De fato, às 18:40 hs, saímos: Ir. João Bosco no volante, eu e o Sr.José Borges no banco da frente. O corpo do juvenista foi ajeitado na carroceria, tendo ao seu lado, sentado, o Ir. Ladislau Bernardino.Pusemos a capota e fechamos a parte de trás. Vejam o espírito de sacrifício do Ir. Bernardino. Viajamos a noite toda e o dia seguinte (20/03/63) até às 12 hs.Depois de atravessarmos Marília, ia à nossa frente um gipe dirigido por um japonês. Deu sinal de entrada à esquerda. Nosso motorista acelerou. Mas, o japonês desistiu e seguiu em frente. Ir. João Bosco brecou bruscamente e jogou a camioneta para o acostamento à direita.Por pouco o veículo não tomba. Levamos tremendo susto.
Agora me lembro, que quando estávamos na marginal do Tietê, num trecho esburacado, o fundo do caixão de despregou. Paramos numa entrada sem movimento. Com dificuldade o ajeitamos novamente. Antes de entrar para Santa Mercedes, ainda no asfalto, vimos à direita um jovem com uma mala. Pensamos que fosse um parente do Sebastião. Realmente, era um irmão dele. O pai ouvira a comunicação pela Rádio Aparecida. Mas, muito sofrido, achou que devia mandá-lo a Aparecida para ver melhor o que estava acontecendo. Depois de nos apresentarmos, pedimos-lhe que viesse conosco. Levamos o corpo até a igreja para o velório e voltamos a casa da família do falecido. Da melhor maneira possível, procuramos consolar os pais, irmãos e parentes. Fomos todos à Igreja de Santa Mercedes. Celebrei Missa de Corpo Presente. Pedi para não abrir o caixão, devido ao estado do cadáver. Felizmente o caixão tinha um vidro, através do qual se podia ver o rosto do falecido.Logo após a Missa, fizemos o enterro com acompanhamento de umas 100 pessoas. No percurso o pai dizia para a mãe: “Mulher, não chore não. Nós estamos como Maria e São João ao pé da cruz.” Quando nos despedimos dos enlutados já eram quase 15 hs.
Descansamos um pouco na casa paroquial de Tupi Paulista e fomos parar em Araraquara. Na noite seguinte, o defunto não saía da minha mente. Bastava eu fechar os olhos, o cadáver estava ao meu lado. Pe.Brandão me aconselhou: “Converse com ele corajosamente”. Foi o que fiz. Consegui dormir. Descansei. Sua visão desapareceu. Sebastião Joaquim de Matos, reze por nós, por nossos seminaristas e seus familiares. Graças a Deus, apesar de todos os sofrimentos, nisso tudo não houve transtorno maior e mais sério.

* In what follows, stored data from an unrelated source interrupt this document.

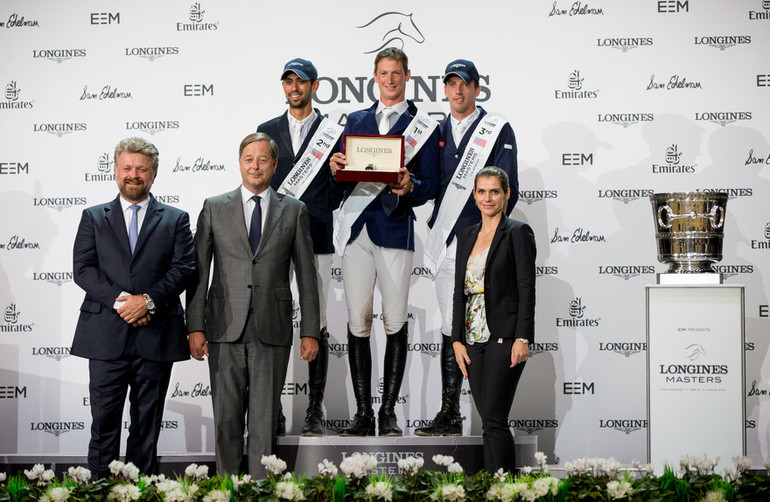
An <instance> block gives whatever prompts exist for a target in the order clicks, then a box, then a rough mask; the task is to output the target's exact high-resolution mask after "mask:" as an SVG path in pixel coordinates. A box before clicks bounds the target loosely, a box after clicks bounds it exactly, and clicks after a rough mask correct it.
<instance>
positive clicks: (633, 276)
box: [599, 265, 655, 281]
mask: <svg viewBox="0 0 770 502" xmlns="http://www.w3.org/2000/svg"><path fill="white" fill-rule="evenodd" d="M642 274H644V275H653V274H655V267H653V266H652V265H599V275H613V276H615V277H620V278H621V279H624V280H626V281H627V280H629V279H631V278H632V277H638V276H640V275H642Z"/></svg>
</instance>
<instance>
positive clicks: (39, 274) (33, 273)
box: [32, 272, 73, 286]
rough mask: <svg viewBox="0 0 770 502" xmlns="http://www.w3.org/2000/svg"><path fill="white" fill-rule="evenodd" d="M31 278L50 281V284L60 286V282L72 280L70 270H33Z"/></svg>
mask: <svg viewBox="0 0 770 502" xmlns="http://www.w3.org/2000/svg"><path fill="white" fill-rule="evenodd" d="M32 280H33V281H43V282H50V283H51V284H55V285H57V286H61V285H62V284H66V283H68V282H72V280H73V273H72V272H33V273H32Z"/></svg>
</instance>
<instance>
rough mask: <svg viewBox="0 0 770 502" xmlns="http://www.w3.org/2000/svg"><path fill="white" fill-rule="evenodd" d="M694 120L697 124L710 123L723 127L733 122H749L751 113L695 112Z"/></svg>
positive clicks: (741, 112) (724, 112)
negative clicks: (706, 122) (746, 121)
mask: <svg viewBox="0 0 770 502" xmlns="http://www.w3.org/2000/svg"><path fill="white" fill-rule="evenodd" d="M695 120H697V121H699V122H712V123H714V124H719V125H720V126H722V127H724V126H726V125H727V124H732V123H733V122H745V121H749V120H751V112H695Z"/></svg>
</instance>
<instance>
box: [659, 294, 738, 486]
mask: <svg viewBox="0 0 770 502" xmlns="http://www.w3.org/2000/svg"><path fill="white" fill-rule="evenodd" d="M646 296H647V393H648V399H647V434H648V457H649V461H650V463H652V464H653V465H654V467H655V472H656V473H657V474H662V473H663V468H664V466H665V465H669V466H671V467H672V468H673V469H674V470H675V471H677V472H678V470H679V460H680V458H681V457H682V455H702V454H704V453H705V454H707V455H709V456H710V457H720V462H719V464H718V465H717V467H716V472H719V473H721V472H722V471H723V469H724V468H732V467H733V463H732V457H734V456H737V455H745V452H746V439H745V438H746V434H745V403H744V400H743V396H744V395H745V393H744V366H743V364H744V357H743V345H744V287H743V286H733V285H730V286H727V285H711V286H708V285H699V286H689V285H678V286H675V285H657V286H647V295H646Z"/></svg>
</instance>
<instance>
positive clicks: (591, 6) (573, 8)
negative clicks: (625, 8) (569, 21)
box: [548, 1, 604, 17]
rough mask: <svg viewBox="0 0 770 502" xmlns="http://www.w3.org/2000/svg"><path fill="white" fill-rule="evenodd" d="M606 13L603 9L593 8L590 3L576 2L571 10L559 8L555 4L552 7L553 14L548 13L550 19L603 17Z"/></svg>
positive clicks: (558, 7) (557, 4)
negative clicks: (590, 4)
mask: <svg viewBox="0 0 770 502" xmlns="http://www.w3.org/2000/svg"><path fill="white" fill-rule="evenodd" d="M603 15H604V11H603V10H602V8H601V7H592V6H589V5H588V3H583V2H580V1H578V2H574V3H573V4H572V5H570V6H569V8H566V9H563V8H561V7H560V6H559V4H558V2H554V3H553V5H552V6H551V12H549V13H548V17H554V16H603Z"/></svg>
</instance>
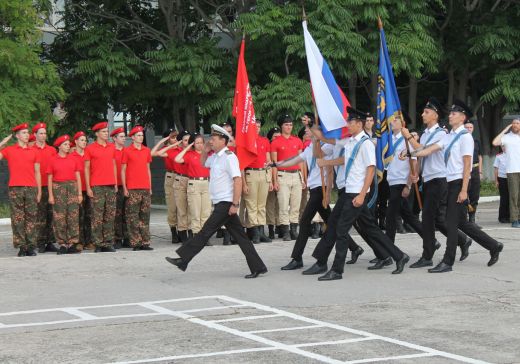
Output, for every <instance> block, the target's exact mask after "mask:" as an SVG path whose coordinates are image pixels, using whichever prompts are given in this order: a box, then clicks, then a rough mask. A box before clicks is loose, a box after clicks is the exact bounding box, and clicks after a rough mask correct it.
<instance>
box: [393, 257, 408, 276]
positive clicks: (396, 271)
mask: <svg viewBox="0 0 520 364" xmlns="http://www.w3.org/2000/svg"><path fill="white" fill-rule="evenodd" d="M409 260H410V257H409V256H408V254H404V253H403V257H402V258H401V259H399V260H398V261H397V262H396V263H395V265H396V267H397V268H395V270H394V271H393V272H392V274H401V273H402V272H403V269H404V266H405V265H406V263H408V261H409Z"/></svg>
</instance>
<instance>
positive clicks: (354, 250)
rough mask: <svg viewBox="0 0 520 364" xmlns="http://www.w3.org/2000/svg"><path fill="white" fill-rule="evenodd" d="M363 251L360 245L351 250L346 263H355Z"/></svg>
mask: <svg viewBox="0 0 520 364" xmlns="http://www.w3.org/2000/svg"><path fill="white" fill-rule="evenodd" d="M364 252H365V251H364V250H363V248H362V247H358V248H357V249H356V250H354V251H353V252H352V257H351V258H350V260H349V261H348V262H347V263H346V264H355V263H356V262H357V259H358V258H359V256H360V255H361V254H363V253H364Z"/></svg>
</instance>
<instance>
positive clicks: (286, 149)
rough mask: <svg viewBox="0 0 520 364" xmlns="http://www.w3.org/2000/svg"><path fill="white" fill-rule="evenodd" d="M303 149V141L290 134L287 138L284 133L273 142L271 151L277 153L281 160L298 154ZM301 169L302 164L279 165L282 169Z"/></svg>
mask: <svg viewBox="0 0 520 364" xmlns="http://www.w3.org/2000/svg"><path fill="white" fill-rule="evenodd" d="M302 150H303V143H302V141H301V140H300V139H299V138H297V137H295V136H292V135H291V136H289V138H285V137H284V136H283V135H282V136H279V137H278V138H276V139H275V140H273V142H272V143H271V153H277V155H276V156H277V161H278V162H281V161H284V160H286V159H289V158H291V157H294V156H295V155H298V154H299V153H300V152H301V151H302ZM298 169H300V165H299V164H297V165H295V166H292V167H279V168H278V170H280V171H294V170H298Z"/></svg>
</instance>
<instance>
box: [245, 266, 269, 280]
mask: <svg viewBox="0 0 520 364" xmlns="http://www.w3.org/2000/svg"><path fill="white" fill-rule="evenodd" d="M265 273H267V268H264V269H262V270H259V271H258V272H252V273H251V274H247V275H245V276H244V278H245V279H251V278H256V277H258V276H259V275H260V274H265Z"/></svg>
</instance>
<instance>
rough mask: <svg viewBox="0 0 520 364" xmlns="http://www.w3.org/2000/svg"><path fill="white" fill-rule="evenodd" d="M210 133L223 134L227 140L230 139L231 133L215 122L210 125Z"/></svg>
mask: <svg viewBox="0 0 520 364" xmlns="http://www.w3.org/2000/svg"><path fill="white" fill-rule="evenodd" d="M211 134H216V135H220V136H223V137H225V138H227V139H228V140H229V139H231V135H230V134H229V133H228V132H227V131H226V129H224V128H223V127H221V126H218V125H217V124H212V125H211Z"/></svg>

De 29 a 30 de março de 63, Pe. Henrique de Barros pregou retiro para os juvenistas. Contou muitas histórias engraçadas. Inclusive testemunhou que resolveu ser padre porque ouviu um tio chamar os padres missionários redentoristas de “urubus”, quando pregavam na praça pública de Juiz de Fora.

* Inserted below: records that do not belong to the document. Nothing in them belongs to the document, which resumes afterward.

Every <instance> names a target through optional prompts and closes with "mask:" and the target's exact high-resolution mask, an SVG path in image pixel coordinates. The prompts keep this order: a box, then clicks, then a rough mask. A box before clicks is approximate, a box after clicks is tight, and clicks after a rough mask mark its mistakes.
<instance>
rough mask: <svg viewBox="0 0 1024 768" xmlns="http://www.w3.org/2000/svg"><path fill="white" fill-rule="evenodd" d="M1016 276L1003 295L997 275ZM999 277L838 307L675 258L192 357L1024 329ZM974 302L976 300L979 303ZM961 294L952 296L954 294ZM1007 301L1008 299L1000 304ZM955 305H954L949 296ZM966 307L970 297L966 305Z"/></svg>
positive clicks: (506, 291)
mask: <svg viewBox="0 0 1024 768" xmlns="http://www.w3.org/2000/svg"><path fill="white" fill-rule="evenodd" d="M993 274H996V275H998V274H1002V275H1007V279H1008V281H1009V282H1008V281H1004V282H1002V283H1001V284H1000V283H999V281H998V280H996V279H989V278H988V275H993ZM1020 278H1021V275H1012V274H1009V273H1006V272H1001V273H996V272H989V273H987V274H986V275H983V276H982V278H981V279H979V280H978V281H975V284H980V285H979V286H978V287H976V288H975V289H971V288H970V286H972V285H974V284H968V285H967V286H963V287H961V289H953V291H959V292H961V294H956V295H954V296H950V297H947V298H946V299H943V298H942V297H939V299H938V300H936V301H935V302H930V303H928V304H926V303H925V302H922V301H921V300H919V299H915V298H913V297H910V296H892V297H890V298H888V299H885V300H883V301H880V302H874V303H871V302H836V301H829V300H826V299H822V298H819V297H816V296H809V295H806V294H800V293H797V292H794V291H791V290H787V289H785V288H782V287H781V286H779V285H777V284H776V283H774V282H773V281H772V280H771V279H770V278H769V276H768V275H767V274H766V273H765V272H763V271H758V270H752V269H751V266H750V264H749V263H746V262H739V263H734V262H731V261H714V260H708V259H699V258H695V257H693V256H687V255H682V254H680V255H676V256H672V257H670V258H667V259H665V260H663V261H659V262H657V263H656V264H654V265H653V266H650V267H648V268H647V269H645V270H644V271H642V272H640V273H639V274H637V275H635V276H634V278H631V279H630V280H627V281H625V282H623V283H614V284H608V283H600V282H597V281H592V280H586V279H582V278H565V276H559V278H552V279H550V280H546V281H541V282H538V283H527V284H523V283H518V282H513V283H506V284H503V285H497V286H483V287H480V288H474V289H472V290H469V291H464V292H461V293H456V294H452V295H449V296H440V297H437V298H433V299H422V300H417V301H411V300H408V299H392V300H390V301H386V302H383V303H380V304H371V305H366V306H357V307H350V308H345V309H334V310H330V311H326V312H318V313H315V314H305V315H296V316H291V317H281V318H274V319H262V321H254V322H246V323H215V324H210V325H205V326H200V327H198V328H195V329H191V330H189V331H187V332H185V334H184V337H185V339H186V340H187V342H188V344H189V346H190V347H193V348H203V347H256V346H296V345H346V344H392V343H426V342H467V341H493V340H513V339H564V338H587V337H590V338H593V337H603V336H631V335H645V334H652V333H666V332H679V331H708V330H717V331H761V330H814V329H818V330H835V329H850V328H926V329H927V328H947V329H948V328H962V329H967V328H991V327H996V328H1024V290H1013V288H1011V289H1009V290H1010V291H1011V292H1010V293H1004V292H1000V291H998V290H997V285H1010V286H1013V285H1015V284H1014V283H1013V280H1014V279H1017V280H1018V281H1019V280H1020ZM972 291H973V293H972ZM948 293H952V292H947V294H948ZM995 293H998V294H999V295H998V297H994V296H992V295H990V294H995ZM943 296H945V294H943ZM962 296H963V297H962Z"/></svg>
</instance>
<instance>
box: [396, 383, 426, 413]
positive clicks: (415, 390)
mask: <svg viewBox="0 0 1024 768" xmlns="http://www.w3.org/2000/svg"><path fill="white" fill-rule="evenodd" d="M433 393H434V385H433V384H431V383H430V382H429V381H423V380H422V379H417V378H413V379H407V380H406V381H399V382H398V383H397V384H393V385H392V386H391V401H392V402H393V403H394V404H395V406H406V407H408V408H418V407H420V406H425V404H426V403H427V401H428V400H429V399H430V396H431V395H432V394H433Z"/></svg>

Celebramos o primeiro de maio de 63, São José Operário, com muita solenidade, com a participação dos juvenistas e do sindicato dos trabalhadores rurais de Guaratinguetá.

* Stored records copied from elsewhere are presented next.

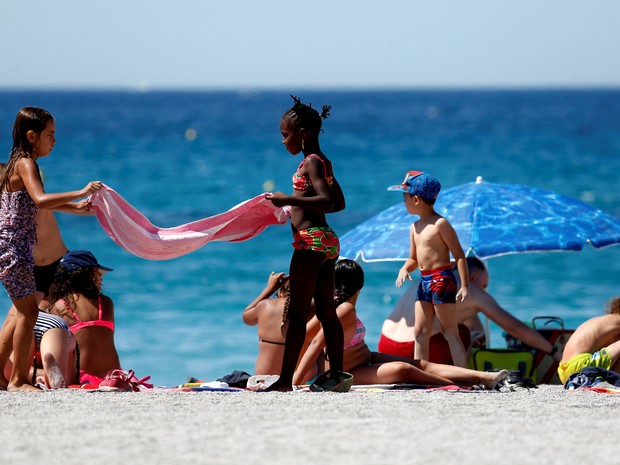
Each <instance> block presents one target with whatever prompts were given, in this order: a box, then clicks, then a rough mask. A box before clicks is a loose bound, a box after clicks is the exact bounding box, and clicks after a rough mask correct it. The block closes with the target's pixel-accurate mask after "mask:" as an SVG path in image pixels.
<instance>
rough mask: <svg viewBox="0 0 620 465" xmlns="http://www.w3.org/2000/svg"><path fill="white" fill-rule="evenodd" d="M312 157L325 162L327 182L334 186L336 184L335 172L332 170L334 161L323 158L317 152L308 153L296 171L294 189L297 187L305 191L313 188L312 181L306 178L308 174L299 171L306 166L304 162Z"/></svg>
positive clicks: (295, 172) (325, 172)
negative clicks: (301, 172) (306, 176)
mask: <svg viewBox="0 0 620 465" xmlns="http://www.w3.org/2000/svg"><path fill="white" fill-rule="evenodd" d="M310 157H312V158H316V159H318V160H320V161H321V163H323V174H324V176H325V180H326V181H327V184H328V185H329V186H330V187H331V186H332V184H334V173H333V171H332V163H331V162H330V161H329V160H327V161H326V160H323V159H322V158H321V157H319V156H318V155H316V154H312V155H308V156H307V157H306V158H304V159H303V160H302V161H301V163H300V164H299V166H298V167H297V171H295V174H293V189H295V190H296V191H302V192H305V191H307V190H310V189H312V181H310V179H308V178H306V176H304V175H303V174H301V172H300V171H299V170H300V169H301V167H302V166H304V163H305V162H306V160H308V158H310Z"/></svg>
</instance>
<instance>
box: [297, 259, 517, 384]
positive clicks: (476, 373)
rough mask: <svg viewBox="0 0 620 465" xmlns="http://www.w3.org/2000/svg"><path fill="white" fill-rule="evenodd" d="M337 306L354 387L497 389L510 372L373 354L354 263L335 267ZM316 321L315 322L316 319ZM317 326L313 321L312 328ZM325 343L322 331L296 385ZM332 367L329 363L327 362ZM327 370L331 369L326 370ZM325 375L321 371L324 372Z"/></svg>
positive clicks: (314, 365) (361, 271)
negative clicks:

Em junho, construímos e inauguramos a calçada em torno da piscina, sob o comando e participação ativa do Pe. Hilton Furlani. Foram gastos 15 mil tijolos.
Em dezembro de 1963, começamos a construção do galpão. Iniciamos com a construção da lavanderia, o lenheiro para o fogão a lenha, a frutaria, a vassouraria e a ferramentaria.